Il y a des faits divers qui marquent les Français. Depuis plusieurs années, les téléspectateurs peuvent redécouvrir certaines affaires à la télévision. A commencer pour Un homme ordinaire, qui retraçait le meurtre de la famille de Xavier Dupoint de Ligonnès ou plus réemment Le Mystère Daval, qui évqouait le meurtre de la jeune Alexia Daval. Ces affaires font beaucoup parler dans l’actualité mais elles ne sont pas les seules. Ce lundi 28 novembre, France 3 propose le film intitulé Une intime conviction et réalisé par Antoine Raimbault. Il est inspiré de l’affaire Suzanne Viguier, dont les faits remontent au 27 février 2000. Il s’agit de la disparition de Suzanne Banch, épouse de Jacques Viguier, une femme de 38 ans. Alors qu’il part faire un jogging dans les alentours de son domicile à Toulouse, Jacques Viguier a assuré que Suzanne dormait dans une chambre sur un canapé clic-clac à son retour. A son retour, son épouse aurait disparu. Pour les proches de Suzanne Banch, elle n’est pas le genre de personne à disparaître du jour au lendemain, sans laisser de trace. Joignable constamment, elle était également en contact régulier avec ses sœurs et adorait ses enfants. La veille de sa disparition, la jeune femme avait passé la soirée avec Olivier Durandet, son ami et amant. Tous deux devaient se retrouver le lendemain et, inquiet de ne pas avoir de ses nouvelles, il avait contacté Jacques Viguier, qui lui avait assuré que tout allait bien. Ce n’est que le 1er mars que l’époux de Suzanne a signalé sa disparition avant de rapidement devenir le principal suspect. Placé en garde à vue quelques jours plus tard, il va passer 9 mois en prison et sera remis en liberté le 15 février 2001. Son procès s’ouvre quelques années plus tard, le 2 mars 2010 et le verdict est simple : acquittement.

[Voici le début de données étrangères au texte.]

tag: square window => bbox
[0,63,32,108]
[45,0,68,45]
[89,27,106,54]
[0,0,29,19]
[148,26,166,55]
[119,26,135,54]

Cette histoire a beaucoup inspiré Antoine Raimbault. Dans cette affaire, il y a d’abord Clémence, Nicolas et Guillaume, les trois enfants du couple, qui ont soutenu leur père. De son côté, Hélène Blanch, la sœur cadette de Suzanne Viguier et Carole, sa demi-sœur, sont persuadées de la culpabilité de Jacques Viguier. Le personnage principal de ce film se bat pour démontrer l’innocence du principal suspect et celui-ci est fictif. Toutefois, le reste colle au plus près du dossier judiciaire. "Je pense qu’il ne peut pas y avoir de cinéma sans fiction", avait d’abord expliqué le réalisateur dans les colonnes de La Croix. "J’ai inventé ce personnage notamment pour faire passer, à travers lui, toute la passion, et même la folie, qui peuvent s’emparer de l’opinion face à un fait divers non résolu", avait-il poursuivi avant d’ajouter : "Il me semblait absolument nécessaire de pouvoir dire : tout ce qui est raconté de l’affaire est vrai sur le plan judiciaire. Au mot près, pour tout ce qui concerne les propos tenus à l’audience". Pour réaliser ce projet, Antoine Raimbault a fait un "gros travail de documentation en demandant aux journalistes, présents aux procès, de me confier leurs notes", s’est-il souvenu avant de poursuivre : "Je me suis aussi fondé sur les 250 heures d’écoutes contenues dans le dossier, en me fixant toutefois une règle : ne faire état dans le film que des extraits d’écoutes ayant déjà été dévoilés publiquement, lors des procès ou dans la presse". Un gros travail qui lui a permis de raconter cette affaire dans les moindres détails.